Chomsky, N. (2002). Media control: The spectacular achievements of propaganda. (2nd ed.). New York: Seven Stories Press.
Additional Required ReadingAll required articles will be available to students either online (through our course blog) or at the DC37 Campus library. For more details on required readings, please see the complete bibliography here. Articles can also be found in one of the following readers:
- Durham, M. G. & Kellner, D. M. (Eds.). (2001). Media and cultural studies: Keyworks. Oxford: Blackwell.
- Marris, P. & Thornham, S. (Eds.). (2000). Media studies: A reader. New York: NYU Press.
- O’Sullivan, T. & Jewkes, Y. (Eds.). (1997). The media studies reader. New York: Arnold.

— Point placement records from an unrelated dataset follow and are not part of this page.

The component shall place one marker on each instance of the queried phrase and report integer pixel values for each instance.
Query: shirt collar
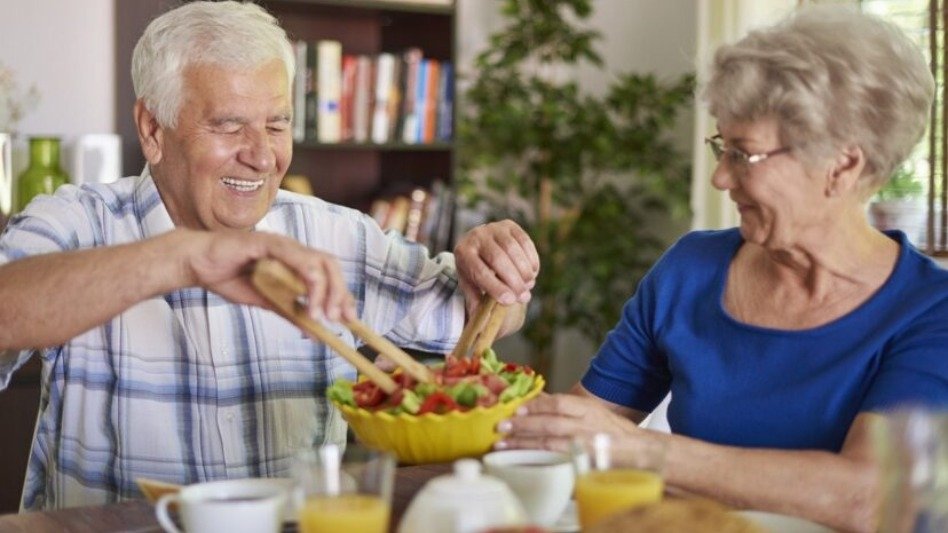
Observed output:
(153, 214)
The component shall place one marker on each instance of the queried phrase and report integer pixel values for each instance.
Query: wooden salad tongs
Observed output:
(283, 288)
(482, 329)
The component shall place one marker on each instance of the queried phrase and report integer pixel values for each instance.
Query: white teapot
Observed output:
(463, 502)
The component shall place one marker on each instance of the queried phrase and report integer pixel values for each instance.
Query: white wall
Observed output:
(66, 48)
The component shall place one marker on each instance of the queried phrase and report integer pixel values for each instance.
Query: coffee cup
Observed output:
(229, 506)
(542, 480)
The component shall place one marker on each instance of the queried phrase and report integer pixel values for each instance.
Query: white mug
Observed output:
(541, 479)
(6, 175)
(229, 506)
(96, 158)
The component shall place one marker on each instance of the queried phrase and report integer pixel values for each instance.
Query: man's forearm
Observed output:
(48, 299)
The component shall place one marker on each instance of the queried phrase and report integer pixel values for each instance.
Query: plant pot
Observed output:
(905, 215)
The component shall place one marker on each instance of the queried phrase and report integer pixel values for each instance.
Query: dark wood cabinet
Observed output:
(19, 403)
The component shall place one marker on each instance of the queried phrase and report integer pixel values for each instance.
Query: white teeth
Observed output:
(242, 185)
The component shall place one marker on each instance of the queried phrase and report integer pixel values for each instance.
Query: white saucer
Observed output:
(568, 521)
(778, 523)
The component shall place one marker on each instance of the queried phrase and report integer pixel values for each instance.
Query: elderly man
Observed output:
(159, 358)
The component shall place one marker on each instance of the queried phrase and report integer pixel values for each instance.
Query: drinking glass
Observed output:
(614, 475)
(344, 490)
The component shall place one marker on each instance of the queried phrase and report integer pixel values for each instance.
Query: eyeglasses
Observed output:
(736, 156)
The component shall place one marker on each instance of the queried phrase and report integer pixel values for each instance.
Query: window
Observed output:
(926, 21)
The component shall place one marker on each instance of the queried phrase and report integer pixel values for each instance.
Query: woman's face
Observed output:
(781, 201)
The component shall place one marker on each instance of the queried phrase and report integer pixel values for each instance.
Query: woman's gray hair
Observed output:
(831, 76)
(230, 34)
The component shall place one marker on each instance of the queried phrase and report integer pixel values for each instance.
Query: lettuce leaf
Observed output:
(341, 393)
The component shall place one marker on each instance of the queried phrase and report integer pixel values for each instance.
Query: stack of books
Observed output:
(358, 98)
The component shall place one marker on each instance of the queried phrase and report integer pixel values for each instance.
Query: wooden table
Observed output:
(139, 516)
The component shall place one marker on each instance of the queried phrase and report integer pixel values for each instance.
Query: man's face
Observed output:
(220, 168)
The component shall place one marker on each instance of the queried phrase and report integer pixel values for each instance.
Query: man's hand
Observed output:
(498, 259)
(222, 262)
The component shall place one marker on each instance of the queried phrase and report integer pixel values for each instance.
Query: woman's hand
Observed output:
(552, 421)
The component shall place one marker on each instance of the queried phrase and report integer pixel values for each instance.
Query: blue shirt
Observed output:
(187, 387)
(737, 384)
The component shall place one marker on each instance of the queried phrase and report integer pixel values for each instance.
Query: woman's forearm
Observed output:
(839, 490)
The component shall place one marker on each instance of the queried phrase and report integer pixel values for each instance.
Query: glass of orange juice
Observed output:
(344, 490)
(614, 475)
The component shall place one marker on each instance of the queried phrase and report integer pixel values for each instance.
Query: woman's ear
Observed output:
(845, 172)
(150, 133)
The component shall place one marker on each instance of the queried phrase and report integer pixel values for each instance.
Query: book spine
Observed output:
(421, 88)
(299, 92)
(432, 80)
(329, 90)
(385, 70)
(311, 115)
(347, 100)
(361, 110)
(411, 61)
(445, 128)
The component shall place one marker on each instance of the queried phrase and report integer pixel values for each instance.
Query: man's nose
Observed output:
(258, 151)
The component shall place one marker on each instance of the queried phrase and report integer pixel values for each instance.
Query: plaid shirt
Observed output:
(187, 387)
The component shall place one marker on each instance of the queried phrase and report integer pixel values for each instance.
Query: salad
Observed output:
(460, 384)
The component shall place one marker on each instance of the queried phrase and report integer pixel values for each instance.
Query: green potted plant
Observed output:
(899, 203)
(594, 179)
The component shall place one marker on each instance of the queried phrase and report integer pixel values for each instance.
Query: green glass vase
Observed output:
(44, 174)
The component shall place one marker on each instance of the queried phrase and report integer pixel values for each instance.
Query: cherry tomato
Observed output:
(439, 403)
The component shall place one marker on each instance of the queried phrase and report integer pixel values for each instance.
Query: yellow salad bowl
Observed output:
(434, 438)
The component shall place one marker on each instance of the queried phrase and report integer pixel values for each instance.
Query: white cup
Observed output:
(229, 506)
(541, 479)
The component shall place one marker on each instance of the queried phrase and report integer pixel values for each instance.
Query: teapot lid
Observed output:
(467, 481)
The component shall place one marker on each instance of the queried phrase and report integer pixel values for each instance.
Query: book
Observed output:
(347, 98)
(411, 63)
(418, 110)
(445, 121)
(430, 110)
(299, 91)
(384, 81)
(416, 213)
(311, 113)
(361, 110)
(329, 89)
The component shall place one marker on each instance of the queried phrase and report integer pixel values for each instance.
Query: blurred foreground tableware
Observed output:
(228, 506)
(615, 475)
(6, 176)
(349, 492)
(912, 448)
(691, 515)
(434, 438)
(541, 479)
(778, 523)
(96, 158)
(463, 502)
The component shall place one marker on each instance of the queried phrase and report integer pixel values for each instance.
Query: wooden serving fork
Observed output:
(482, 329)
(281, 286)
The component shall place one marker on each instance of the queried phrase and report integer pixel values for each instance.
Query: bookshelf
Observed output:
(349, 173)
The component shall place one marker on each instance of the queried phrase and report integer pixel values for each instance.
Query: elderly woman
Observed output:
(783, 340)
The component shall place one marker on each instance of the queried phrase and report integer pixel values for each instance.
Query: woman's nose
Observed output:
(723, 177)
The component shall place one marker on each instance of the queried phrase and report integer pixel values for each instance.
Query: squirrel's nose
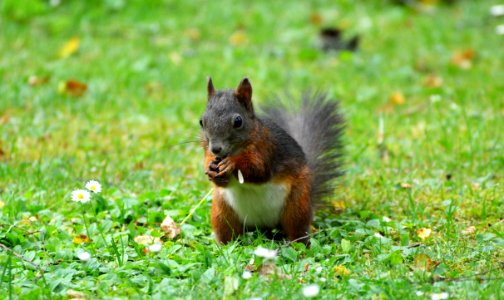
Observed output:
(216, 149)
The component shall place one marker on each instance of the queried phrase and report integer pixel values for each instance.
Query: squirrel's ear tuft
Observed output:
(210, 88)
(244, 93)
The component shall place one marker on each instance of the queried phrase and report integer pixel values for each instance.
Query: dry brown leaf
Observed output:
(338, 205)
(397, 98)
(81, 238)
(37, 80)
(238, 38)
(463, 59)
(433, 81)
(70, 47)
(72, 88)
(424, 233)
(341, 270)
(424, 263)
(268, 269)
(144, 239)
(170, 227)
(73, 294)
(469, 230)
(316, 19)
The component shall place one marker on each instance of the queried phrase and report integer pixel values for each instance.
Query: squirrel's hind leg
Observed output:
(225, 222)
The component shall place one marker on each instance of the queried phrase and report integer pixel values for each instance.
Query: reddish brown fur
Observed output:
(225, 223)
(254, 161)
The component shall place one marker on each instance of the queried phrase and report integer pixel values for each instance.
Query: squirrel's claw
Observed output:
(226, 166)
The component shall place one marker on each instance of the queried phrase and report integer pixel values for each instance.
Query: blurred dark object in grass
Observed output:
(332, 40)
(425, 2)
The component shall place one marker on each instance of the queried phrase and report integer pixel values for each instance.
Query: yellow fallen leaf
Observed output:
(397, 98)
(469, 230)
(192, 33)
(463, 59)
(70, 47)
(424, 233)
(433, 81)
(475, 186)
(341, 270)
(170, 227)
(72, 88)
(81, 238)
(175, 58)
(37, 80)
(144, 239)
(238, 38)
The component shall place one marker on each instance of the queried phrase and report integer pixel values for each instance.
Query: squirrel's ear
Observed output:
(244, 93)
(210, 88)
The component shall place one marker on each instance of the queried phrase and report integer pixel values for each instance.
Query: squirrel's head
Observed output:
(228, 119)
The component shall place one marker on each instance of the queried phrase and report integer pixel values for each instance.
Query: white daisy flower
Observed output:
(265, 253)
(84, 256)
(440, 296)
(82, 196)
(246, 275)
(94, 186)
(155, 247)
(311, 290)
(499, 29)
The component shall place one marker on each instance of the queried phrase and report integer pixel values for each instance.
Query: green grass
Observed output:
(146, 68)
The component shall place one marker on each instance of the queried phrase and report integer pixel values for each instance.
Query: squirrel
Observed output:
(269, 171)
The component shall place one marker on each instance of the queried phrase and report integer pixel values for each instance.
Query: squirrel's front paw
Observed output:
(226, 167)
(219, 173)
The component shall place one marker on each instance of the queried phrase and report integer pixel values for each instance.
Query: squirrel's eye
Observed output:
(237, 122)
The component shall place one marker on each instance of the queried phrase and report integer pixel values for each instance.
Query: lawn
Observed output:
(113, 90)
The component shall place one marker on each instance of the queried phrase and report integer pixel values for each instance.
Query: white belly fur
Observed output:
(256, 204)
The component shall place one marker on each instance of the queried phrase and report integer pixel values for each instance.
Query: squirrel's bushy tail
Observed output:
(318, 128)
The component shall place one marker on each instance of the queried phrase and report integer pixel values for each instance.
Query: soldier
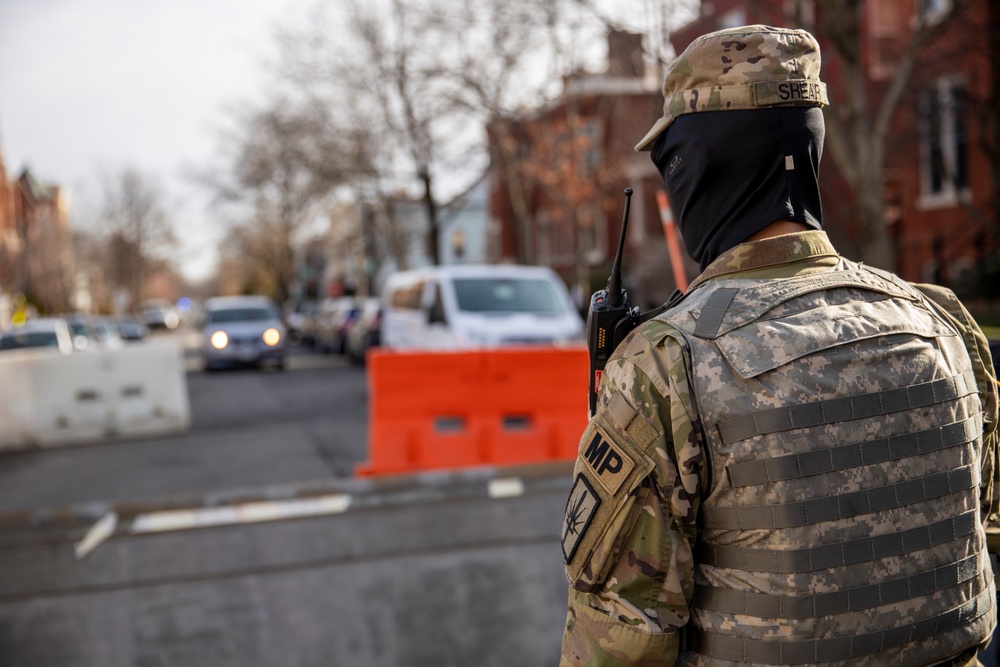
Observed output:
(794, 463)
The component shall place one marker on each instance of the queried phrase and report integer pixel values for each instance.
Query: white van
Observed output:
(467, 306)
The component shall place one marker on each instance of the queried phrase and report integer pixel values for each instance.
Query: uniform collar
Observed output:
(773, 251)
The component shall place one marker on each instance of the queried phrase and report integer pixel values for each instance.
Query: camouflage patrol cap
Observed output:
(752, 67)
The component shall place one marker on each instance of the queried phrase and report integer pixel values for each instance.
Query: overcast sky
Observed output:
(89, 87)
(92, 86)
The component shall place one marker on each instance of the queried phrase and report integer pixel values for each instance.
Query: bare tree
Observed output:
(138, 230)
(284, 165)
(860, 115)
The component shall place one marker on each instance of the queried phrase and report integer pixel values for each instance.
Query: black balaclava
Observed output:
(729, 174)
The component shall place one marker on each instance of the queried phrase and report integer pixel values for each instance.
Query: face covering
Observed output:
(729, 174)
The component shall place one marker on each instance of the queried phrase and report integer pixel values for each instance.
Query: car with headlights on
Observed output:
(243, 331)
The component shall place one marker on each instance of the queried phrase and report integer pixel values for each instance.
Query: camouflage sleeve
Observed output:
(979, 352)
(630, 520)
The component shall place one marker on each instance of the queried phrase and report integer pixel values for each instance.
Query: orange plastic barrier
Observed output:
(444, 410)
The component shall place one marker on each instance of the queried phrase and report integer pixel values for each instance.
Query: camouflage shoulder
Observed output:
(975, 342)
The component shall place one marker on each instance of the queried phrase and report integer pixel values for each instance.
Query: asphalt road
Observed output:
(249, 429)
(450, 568)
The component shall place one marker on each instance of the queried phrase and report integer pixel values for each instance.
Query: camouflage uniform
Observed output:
(650, 486)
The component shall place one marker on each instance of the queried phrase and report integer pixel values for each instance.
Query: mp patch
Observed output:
(610, 466)
(580, 510)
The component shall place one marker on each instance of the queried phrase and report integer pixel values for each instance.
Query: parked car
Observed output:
(159, 314)
(44, 332)
(131, 329)
(106, 332)
(243, 330)
(298, 320)
(469, 306)
(82, 331)
(332, 322)
(364, 333)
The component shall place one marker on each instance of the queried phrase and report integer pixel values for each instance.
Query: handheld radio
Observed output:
(610, 318)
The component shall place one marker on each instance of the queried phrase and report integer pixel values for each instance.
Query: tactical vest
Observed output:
(842, 524)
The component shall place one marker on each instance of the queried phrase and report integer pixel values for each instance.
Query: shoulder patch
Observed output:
(581, 507)
(610, 467)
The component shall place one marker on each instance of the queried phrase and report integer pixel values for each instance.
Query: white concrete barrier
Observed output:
(48, 399)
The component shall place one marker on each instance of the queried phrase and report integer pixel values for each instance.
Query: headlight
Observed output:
(219, 340)
(272, 337)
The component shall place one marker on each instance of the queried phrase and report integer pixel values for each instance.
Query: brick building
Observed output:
(940, 178)
(35, 243)
(559, 173)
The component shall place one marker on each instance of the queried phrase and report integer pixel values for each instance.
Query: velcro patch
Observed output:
(609, 465)
(789, 93)
(581, 507)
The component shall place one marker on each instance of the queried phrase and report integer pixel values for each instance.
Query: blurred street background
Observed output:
(179, 474)
(432, 569)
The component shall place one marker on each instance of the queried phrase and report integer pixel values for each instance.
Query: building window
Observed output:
(944, 144)
(885, 20)
(933, 10)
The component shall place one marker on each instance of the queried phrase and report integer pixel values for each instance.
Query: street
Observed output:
(248, 541)
(250, 429)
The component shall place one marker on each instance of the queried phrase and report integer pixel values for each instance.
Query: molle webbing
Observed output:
(812, 651)
(806, 415)
(713, 312)
(794, 466)
(844, 506)
(842, 554)
(862, 598)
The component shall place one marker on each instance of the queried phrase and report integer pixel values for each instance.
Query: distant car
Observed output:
(106, 332)
(81, 328)
(131, 329)
(159, 314)
(363, 333)
(46, 332)
(243, 330)
(332, 322)
(298, 320)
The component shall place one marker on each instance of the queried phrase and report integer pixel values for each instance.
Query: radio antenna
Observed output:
(614, 288)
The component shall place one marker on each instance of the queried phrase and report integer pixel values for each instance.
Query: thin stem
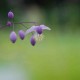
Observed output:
(25, 22)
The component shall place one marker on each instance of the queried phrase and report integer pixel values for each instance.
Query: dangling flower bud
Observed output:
(21, 34)
(39, 30)
(10, 15)
(9, 23)
(33, 41)
(13, 37)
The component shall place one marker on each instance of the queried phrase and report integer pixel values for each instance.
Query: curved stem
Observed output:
(25, 22)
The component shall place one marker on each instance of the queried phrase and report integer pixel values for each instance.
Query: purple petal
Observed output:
(39, 30)
(21, 34)
(10, 15)
(45, 27)
(9, 23)
(33, 41)
(33, 28)
(13, 37)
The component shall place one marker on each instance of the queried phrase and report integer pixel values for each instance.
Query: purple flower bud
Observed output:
(9, 23)
(21, 34)
(13, 37)
(10, 15)
(33, 41)
(39, 30)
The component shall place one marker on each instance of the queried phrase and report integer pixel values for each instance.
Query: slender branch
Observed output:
(23, 25)
(24, 22)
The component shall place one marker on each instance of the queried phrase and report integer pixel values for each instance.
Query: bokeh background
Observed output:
(57, 56)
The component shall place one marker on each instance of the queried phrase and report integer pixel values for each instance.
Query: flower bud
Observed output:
(33, 41)
(21, 34)
(13, 37)
(39, 30)
(9, 23)
(10, 15)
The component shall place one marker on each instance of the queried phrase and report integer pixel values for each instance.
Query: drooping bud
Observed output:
(13, 37)
(33, 41)
(21, 34)
(39, 30)
(10, 15)
(9, 23)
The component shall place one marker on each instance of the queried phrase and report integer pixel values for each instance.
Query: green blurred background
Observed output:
(57, 56)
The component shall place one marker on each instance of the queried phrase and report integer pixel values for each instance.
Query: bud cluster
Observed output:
(37, 30)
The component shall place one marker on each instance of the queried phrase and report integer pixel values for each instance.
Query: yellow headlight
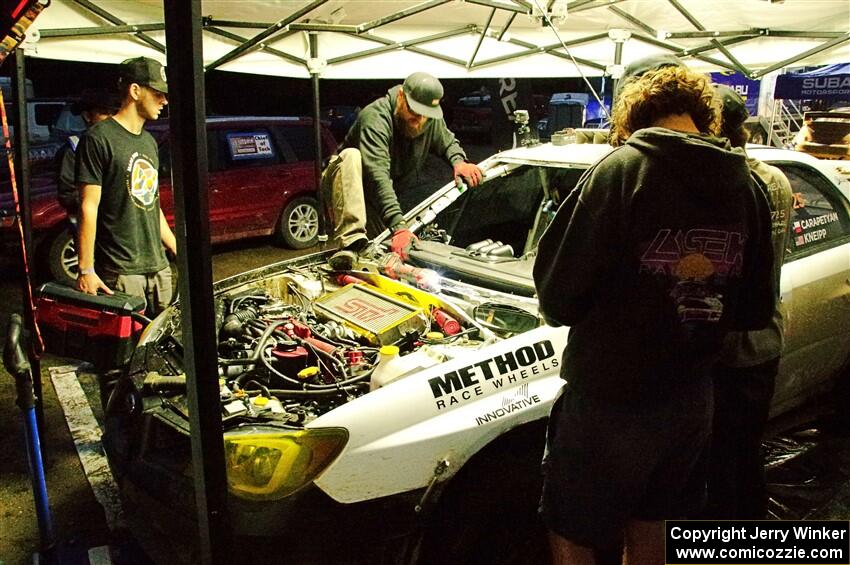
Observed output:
(273, 465)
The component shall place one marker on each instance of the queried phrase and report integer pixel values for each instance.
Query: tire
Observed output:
(298, 226)
(62, 258)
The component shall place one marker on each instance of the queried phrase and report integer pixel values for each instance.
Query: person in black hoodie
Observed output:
(662, 247)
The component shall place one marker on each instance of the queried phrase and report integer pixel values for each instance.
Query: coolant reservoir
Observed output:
(392, 366)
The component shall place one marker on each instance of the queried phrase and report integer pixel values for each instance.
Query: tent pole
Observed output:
(314, 66)
(188, 137)
(22, 174)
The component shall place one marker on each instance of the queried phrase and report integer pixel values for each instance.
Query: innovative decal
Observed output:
(496, 372)
(510, 403)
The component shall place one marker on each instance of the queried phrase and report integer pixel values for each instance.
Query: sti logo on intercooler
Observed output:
(363, 311)
(498, 371)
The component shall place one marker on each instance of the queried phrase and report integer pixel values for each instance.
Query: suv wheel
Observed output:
(298, 227)
(62, 257)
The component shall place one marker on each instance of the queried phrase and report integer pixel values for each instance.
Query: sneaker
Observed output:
(343, 260)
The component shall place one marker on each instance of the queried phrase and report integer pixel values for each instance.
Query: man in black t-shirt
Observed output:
(122, 228)
(94, 105)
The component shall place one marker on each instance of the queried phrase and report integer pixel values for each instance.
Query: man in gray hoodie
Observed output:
(745, 377)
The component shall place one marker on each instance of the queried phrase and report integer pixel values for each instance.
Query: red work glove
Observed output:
(401, 242)
(469, 171)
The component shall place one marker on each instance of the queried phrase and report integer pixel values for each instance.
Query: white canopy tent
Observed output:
(457, 38)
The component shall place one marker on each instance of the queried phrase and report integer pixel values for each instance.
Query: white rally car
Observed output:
(440, 464)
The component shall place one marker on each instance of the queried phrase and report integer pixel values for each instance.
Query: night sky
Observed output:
(231, 93)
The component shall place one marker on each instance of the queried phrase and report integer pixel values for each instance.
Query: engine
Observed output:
(297, 344)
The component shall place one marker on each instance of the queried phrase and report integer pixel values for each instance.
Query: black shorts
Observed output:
(606, 465)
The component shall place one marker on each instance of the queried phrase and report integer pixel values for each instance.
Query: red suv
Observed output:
(261, 183)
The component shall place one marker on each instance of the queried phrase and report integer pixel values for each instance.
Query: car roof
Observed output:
(161, 125)
(547, 154)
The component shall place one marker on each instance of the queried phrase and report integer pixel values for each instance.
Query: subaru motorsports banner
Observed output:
(830, 82)
(762, 542)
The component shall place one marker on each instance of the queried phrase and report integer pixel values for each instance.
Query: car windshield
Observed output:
(513, 209)
(487, 235)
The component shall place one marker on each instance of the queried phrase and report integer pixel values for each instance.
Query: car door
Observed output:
(241, 200)
(815, 286)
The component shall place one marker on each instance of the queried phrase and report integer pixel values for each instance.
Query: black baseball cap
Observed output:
(734, 110)
(423, 94)
(650, 63)
(146, 72)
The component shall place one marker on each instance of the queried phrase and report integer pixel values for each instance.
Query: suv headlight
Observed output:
(273, 465)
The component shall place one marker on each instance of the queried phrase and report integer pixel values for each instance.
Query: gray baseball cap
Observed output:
(423, 94)
(735, 111)
(146, 72)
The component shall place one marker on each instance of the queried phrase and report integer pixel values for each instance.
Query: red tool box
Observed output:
(98, 329)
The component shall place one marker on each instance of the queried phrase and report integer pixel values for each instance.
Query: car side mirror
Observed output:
(505, 318)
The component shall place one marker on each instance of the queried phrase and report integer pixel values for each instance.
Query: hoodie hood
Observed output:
(681, 150)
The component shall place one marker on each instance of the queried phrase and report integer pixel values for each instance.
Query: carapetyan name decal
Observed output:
(510, 403)
(498, 371)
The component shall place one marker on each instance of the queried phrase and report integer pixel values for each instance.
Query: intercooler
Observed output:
(380, 318)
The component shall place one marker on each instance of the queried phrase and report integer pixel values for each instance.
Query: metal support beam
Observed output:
(191, 202)
(117, 21)
(401, 14)
(317, 131)
(481, 37)
(210, 21)
(575, 4)
(712, 34)
(806, 34)
(498, 6)
(552, 49)
(267, 49)
(22, 177)
(92, 31)
(410, 45)
(633, 20)
(322, 27)
(618, 60)
(712, 47)
(265, 34)
(738, 66)
(813, 51)
(588, 7)
(506, 27)
(681, 51)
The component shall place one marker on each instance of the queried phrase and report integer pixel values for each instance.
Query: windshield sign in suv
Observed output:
(402, 407)
(261, 181)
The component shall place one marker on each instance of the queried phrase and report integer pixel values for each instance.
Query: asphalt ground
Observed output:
(808, 464)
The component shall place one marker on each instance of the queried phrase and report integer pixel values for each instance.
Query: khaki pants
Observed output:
(346, 209)
(155, 288)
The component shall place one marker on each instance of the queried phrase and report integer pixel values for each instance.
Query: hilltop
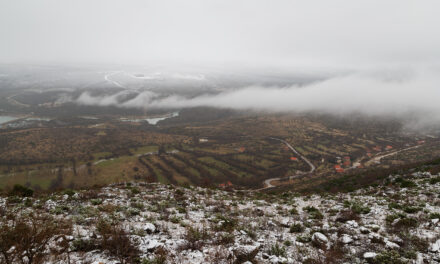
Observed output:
(394, 222)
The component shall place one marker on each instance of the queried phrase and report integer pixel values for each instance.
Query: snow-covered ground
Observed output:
(169, 224)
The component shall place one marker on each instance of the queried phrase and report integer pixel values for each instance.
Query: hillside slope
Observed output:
(396, 222)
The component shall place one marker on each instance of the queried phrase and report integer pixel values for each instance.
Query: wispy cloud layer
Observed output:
(371, 94)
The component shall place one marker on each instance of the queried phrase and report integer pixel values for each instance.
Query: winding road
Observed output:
(268, 184)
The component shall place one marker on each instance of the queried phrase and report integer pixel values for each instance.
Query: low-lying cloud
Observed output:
(370, 94)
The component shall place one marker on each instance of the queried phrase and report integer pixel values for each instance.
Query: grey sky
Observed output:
(244, 32)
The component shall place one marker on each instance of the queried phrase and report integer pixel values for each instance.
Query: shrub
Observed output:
(225, 239)
(277, 250)
(25, 239)
(293, 211)
(296, 228)
(410, 209)
(195, 238)
(96, 201)
(434, 215)
(21, 191)
(314, 213)
(117, 242)
(388, 257)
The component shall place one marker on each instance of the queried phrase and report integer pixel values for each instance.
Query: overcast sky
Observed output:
(280, 33)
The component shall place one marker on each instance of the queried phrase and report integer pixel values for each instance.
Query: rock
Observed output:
(369, 255)
(346, 239)
(352, 224)
(364, 230)
(245, 253)
(319, 239)
(391, 245)
(149, 228)
(435, 247)
(153, 244)
(285, 223)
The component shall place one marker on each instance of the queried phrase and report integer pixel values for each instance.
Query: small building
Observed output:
(241, 149)
(377, 148)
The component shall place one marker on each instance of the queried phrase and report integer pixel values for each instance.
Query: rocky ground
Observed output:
(397, 222)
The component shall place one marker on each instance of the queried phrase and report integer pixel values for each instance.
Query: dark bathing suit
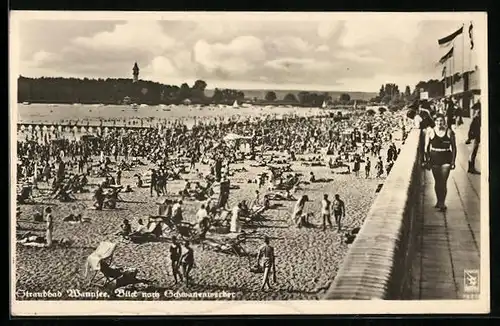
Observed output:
(440, 151)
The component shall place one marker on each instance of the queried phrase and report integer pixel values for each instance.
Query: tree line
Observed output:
(118, 91)
(125, 91)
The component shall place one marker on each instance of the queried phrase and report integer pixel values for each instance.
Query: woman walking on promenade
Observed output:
(50, 226)
(298, 212)
(187, 261)
(440, 155)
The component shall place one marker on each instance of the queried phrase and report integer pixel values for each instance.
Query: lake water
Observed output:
(149, 115)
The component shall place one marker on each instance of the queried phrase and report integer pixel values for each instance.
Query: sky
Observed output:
(336, 54)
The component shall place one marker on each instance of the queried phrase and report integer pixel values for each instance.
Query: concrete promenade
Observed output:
(447, 243)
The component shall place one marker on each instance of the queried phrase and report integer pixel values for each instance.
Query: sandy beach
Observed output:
(307, 258)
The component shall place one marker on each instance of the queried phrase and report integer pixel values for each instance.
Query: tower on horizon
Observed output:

Weekly Online Journals 20%, Campaign Analysis 20%, Life Arts Project 40%, Life Arts Project Presentation 10%, Class Participation/Attendance 10%
- Late assignments will be downgraded. The LAP will not be accepted late.
- The final presentation cannot be rescheduled. Students MUST attend to pass this class.
- Students who miss a class will be expected to complete the reading and view material screened for that week. Students will be allowed two excused absences. Each additional absence will result in a grade reduction of one letter regardless of reason.
- Students who do not attend field trips, guest lectures or film screenings will be counted absent. Missing such events will count toward the allotted two absences.
- Students are expected to be in the classroom when class begins, at the top of the hour, and to stay for the entire period. Students who leave early will be counted absent.
- The use of cellular phones is prohibited in class.